Oh, hello there! It’s been a while, cheese lovers. Goat cheese lovers, this post is for you.
I’m sorry I’ve been away from this blog for so long (hopefully you’ve had your dairy needs met in other ways), but I promise I’ve been away for an amazing reason.
My cheese class business has been as busy as a hummingbird in spring.
As always, I’ve been teaching public classes at places like 18 Reasons and Preserved (<– a new one for me, love it), but in the past few months, my private class business has ramped up to 11. It’s been wonderful and I’m very lucky! So while I’ve talked about cheese, paired it, and made it, because I’ve been doing it so much front of other people, and working on my next book, I haven’t had time to blog my heart out here.
Luckily, I just hired a couple wonderful people for inspiration and to help me with the nuts and bolts of the business (oh, hello invoicing and newsletter links). Meaning I’m back!. I’m excited to tell you about what I’ve been doing while away, too.
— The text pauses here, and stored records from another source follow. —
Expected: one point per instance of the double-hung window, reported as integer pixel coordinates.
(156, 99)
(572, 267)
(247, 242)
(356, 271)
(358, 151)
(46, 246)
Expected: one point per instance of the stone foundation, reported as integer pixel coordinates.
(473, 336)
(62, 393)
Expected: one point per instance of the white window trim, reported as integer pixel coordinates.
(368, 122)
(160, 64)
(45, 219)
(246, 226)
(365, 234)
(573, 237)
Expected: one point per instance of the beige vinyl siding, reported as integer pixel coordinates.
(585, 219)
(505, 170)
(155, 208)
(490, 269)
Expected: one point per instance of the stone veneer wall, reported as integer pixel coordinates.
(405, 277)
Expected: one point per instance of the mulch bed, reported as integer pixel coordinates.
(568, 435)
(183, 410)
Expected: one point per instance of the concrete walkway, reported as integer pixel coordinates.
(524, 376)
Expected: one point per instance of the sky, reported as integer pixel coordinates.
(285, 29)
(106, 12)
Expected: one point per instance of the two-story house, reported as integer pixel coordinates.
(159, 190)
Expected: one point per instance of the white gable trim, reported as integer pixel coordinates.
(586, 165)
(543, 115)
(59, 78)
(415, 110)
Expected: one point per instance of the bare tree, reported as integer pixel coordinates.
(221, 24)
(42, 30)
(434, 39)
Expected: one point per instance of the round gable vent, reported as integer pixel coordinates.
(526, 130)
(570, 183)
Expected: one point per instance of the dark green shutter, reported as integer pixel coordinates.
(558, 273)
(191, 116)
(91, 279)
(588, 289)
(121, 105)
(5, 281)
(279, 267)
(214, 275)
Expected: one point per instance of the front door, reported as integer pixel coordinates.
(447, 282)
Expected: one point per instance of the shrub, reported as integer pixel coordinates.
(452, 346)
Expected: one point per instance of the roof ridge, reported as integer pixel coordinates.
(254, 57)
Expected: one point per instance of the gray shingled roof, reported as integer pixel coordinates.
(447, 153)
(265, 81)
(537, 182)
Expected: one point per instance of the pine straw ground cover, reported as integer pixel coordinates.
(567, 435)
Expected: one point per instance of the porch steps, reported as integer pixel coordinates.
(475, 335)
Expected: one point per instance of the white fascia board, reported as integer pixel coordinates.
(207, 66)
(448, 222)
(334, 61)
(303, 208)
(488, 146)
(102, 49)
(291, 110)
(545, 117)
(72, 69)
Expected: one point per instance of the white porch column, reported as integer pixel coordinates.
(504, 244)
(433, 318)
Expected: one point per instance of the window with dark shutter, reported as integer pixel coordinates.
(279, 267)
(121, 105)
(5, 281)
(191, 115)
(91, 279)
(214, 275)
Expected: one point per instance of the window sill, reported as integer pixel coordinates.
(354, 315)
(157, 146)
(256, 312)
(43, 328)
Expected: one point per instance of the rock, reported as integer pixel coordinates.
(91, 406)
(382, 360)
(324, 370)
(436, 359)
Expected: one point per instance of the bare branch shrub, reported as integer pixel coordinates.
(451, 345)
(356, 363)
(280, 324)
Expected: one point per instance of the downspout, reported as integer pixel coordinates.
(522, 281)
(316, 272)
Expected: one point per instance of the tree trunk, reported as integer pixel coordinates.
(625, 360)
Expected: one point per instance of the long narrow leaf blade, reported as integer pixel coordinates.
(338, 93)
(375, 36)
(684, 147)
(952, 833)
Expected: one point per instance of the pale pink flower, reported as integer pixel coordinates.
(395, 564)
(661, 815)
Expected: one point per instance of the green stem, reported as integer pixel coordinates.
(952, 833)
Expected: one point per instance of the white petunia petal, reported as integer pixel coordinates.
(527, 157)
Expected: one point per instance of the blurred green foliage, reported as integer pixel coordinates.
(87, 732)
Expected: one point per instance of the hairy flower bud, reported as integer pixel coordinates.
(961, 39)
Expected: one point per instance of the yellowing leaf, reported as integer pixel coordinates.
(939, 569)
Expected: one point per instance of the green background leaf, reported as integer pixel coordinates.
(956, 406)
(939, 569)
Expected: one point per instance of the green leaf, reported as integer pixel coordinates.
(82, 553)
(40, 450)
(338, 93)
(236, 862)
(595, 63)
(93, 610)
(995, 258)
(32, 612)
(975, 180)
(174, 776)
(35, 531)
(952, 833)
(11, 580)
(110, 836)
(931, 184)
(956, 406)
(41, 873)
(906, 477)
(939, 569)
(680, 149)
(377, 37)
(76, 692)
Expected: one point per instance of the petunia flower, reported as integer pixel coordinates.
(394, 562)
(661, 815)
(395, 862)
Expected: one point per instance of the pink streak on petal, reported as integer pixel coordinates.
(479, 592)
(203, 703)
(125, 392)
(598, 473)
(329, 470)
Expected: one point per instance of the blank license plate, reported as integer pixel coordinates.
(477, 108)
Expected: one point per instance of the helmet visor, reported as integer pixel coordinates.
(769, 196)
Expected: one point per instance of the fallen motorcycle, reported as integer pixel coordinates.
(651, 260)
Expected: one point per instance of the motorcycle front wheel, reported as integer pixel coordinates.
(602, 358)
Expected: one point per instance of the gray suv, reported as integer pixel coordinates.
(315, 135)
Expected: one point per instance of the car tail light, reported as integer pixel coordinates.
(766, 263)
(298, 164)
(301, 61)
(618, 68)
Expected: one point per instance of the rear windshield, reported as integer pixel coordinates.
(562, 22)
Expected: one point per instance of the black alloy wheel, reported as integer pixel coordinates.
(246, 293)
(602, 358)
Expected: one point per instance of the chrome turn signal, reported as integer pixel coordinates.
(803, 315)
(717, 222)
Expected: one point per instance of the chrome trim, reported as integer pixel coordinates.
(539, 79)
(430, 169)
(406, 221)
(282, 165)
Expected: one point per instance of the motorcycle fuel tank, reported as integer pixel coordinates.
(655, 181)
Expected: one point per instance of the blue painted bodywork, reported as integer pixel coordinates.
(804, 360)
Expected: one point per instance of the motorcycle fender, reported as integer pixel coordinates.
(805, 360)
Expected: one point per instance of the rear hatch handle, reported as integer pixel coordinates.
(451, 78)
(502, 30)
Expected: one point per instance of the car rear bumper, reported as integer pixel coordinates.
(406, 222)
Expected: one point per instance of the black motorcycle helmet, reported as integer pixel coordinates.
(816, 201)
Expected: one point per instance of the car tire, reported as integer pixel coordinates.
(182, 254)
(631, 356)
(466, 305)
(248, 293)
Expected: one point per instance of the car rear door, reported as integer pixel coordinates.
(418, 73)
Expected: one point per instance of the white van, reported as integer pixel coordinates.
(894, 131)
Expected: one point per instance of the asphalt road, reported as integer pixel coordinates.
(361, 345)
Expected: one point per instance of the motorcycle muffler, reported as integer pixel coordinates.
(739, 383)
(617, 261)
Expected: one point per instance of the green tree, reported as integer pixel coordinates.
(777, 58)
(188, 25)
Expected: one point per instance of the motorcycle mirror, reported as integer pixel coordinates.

I’m been making those oozing goat cheeses! And the little heart shaped one? Yup, made that too. I ❤ making ❤ cheeses (the next time you can learn how to make something like this with me is at 18 Reasons later this month, or in a private class).
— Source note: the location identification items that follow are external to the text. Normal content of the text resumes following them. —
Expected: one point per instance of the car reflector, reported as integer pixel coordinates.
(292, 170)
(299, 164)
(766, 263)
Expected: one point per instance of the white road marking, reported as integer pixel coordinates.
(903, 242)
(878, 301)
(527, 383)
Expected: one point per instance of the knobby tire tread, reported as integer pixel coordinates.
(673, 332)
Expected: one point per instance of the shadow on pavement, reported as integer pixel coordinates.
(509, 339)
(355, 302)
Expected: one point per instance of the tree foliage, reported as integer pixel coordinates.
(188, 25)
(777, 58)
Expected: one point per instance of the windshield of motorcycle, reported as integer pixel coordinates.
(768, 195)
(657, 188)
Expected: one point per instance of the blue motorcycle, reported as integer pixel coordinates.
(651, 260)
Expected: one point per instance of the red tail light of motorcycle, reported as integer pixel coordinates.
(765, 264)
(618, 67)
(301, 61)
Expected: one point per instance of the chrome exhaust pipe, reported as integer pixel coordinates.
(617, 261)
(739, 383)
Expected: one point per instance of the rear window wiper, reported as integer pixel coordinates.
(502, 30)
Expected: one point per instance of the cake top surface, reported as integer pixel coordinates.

I hadn’t played around with goat’s milk much since I taught a queso fresco fundraising class at Tomales Farmstead (I got to use their own milk, yay!) so I’ve been having a blast. Using what I learned from making cheese with Sleight Farms, and reading books and testing recipes from some of my fave cheesemaking books, I developed these little guys here. Of course there was a lot of research and tasting.
Did I mention they ooze? They do. I maaaaay have forgotten one in my cheese cave (otherwise known as wine fridge) for a week too long. Oops.
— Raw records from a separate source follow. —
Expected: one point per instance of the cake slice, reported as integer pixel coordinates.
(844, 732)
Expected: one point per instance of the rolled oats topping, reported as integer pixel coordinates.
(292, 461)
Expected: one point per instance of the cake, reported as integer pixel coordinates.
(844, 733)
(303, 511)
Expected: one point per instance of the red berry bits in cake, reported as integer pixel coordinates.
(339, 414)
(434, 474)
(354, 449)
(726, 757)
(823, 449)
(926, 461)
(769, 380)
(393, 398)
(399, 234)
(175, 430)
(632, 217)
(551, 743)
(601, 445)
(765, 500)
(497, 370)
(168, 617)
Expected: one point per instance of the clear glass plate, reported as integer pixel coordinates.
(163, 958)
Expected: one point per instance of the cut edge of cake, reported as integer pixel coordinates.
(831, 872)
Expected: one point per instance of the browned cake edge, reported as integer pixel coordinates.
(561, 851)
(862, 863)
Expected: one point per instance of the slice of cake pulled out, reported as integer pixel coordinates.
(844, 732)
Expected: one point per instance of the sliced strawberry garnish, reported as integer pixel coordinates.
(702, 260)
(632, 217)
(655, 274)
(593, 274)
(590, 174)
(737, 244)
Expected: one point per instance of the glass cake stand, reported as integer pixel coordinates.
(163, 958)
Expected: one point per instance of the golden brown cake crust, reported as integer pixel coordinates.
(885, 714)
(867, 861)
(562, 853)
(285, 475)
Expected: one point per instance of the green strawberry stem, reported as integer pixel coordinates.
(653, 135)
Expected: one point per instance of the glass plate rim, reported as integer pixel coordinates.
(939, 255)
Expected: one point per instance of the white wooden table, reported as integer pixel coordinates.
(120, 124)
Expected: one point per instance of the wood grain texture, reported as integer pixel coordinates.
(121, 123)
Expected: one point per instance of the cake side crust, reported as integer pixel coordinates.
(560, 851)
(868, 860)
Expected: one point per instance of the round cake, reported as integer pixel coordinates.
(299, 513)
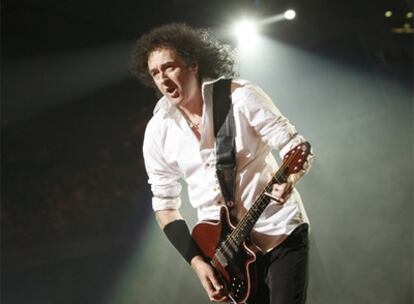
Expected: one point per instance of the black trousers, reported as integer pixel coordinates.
(283, 272)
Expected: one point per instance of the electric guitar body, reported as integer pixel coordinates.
(235, 267)
(226, 243)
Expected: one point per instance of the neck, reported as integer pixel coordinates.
(193, 108)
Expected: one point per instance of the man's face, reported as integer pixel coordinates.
(172, 77)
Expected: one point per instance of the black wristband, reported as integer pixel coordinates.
(179, 235)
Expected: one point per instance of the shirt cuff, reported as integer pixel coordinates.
(159, 203)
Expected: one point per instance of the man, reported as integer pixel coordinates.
(182, 64)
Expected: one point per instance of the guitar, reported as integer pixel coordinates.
(227, 246)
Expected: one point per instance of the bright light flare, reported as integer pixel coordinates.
(290, 14)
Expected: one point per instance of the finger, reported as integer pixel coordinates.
(216, 284)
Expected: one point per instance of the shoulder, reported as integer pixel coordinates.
(248, 94)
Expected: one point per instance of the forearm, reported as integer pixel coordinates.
(164, 217)
(177, 232)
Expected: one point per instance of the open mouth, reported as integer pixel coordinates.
(173, 92)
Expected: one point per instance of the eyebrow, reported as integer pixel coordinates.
(162, 65)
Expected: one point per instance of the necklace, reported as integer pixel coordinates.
(192, 124)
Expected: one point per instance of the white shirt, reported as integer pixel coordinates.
(172, 151)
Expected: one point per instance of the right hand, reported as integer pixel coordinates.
(205, 273)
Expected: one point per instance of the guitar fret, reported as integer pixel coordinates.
(243, 228)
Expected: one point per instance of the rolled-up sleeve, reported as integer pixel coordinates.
(162, 176)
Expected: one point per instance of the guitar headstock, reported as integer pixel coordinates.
(296, 159)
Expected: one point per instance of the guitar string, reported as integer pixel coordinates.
(260, 200)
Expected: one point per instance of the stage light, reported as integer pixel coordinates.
(290, 14)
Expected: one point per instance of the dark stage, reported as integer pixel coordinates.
(76, 218)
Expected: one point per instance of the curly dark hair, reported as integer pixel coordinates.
(214, 58)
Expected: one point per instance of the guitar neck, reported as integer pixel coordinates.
(244, 227)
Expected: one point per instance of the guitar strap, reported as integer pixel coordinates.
(224, 130)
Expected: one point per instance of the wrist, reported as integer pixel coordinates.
(196, 260)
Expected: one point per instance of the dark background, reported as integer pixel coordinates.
(76, 219)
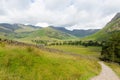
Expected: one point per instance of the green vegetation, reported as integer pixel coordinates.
(29, 63)
(111, 48)
(90, 51)
(103, 34)
(115, 67)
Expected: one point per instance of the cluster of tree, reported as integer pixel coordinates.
(111, 48)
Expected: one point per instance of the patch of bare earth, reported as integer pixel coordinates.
(106, 74)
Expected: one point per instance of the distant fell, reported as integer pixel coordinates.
(113, 25)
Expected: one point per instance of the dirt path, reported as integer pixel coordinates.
(106, 73)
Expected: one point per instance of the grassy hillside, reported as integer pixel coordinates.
(28, 63)
(115, 67)
(26, 33)
(102, 34)
(86, 51)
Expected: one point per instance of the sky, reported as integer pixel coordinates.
(71, 14)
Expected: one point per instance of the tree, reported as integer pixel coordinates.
(111, 48)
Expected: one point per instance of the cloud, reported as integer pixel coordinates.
(79, 14)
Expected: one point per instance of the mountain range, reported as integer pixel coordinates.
(113, 25)
(29, 32)
(21, 32)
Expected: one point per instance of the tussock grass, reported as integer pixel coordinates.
(29, 63)
(115, 67)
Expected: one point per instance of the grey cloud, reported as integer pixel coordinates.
(67, 13)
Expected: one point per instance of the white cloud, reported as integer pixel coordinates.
(79, 14)
(42, 24)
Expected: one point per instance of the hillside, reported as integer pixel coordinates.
(113, 25)
(30, 63)
(49, 33)
(21, 32)
(78, 33)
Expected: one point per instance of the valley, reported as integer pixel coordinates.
(30, 52)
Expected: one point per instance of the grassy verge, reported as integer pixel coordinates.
(115, 67)
(28, 63)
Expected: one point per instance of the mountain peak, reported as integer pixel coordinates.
(116, 17)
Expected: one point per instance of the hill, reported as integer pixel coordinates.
(21, 32)
(113, 25)
(78, 33)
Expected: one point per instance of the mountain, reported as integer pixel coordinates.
(76, 32)
(21, 32)
(113, 25)
(48, 33)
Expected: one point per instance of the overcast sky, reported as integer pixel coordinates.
(73, 14)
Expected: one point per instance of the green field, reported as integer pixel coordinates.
(28, 63)
(88, 51)
(115, 67)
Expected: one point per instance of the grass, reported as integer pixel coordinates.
(28, 63)
(115, 67)
(90, 51)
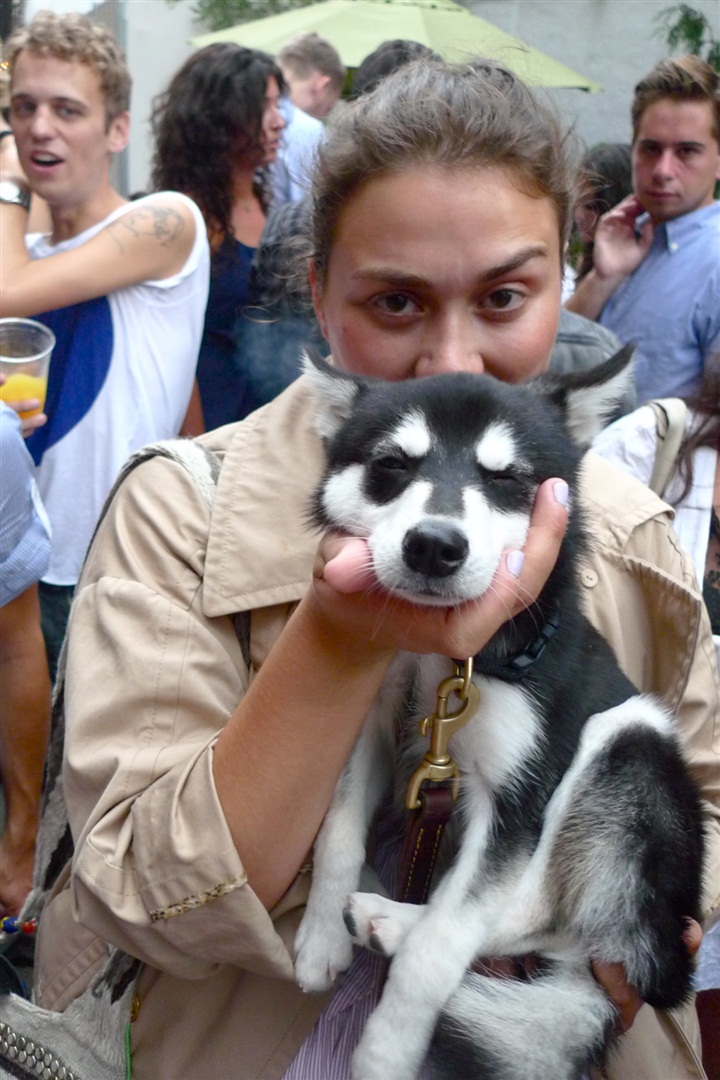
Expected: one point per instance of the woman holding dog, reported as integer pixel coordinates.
(220, 662)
I was also excited to make these cheeses because it’s an amazing time to use goat’s milk. Those green hills around California from all the rain = tons of delicious grasses and herbs for the ladies to snack on.
This also means it’s a great time to buy goat cheese because many goats around the country are likewise getting their nibbles on. My northeastern friends, we’ve got your back until your goats can prance outside. Stay warm please.
A goat cheese or two I’d give 5 starts to are those made by Stepladder, Capriole’s Sofia or Wabash Cannonball, Bonne Bouche, Prodigal Farms beauties, and Ruggle Hill’s gems. Just to start. There’s a lot of exploring to do, my friends.
Pair with Sauvignon Blanc, unoaked whites and sparklings, Gamay, or Cabernet Franc, and enjoy in front of a fire or Burning Log watching it rain or snow.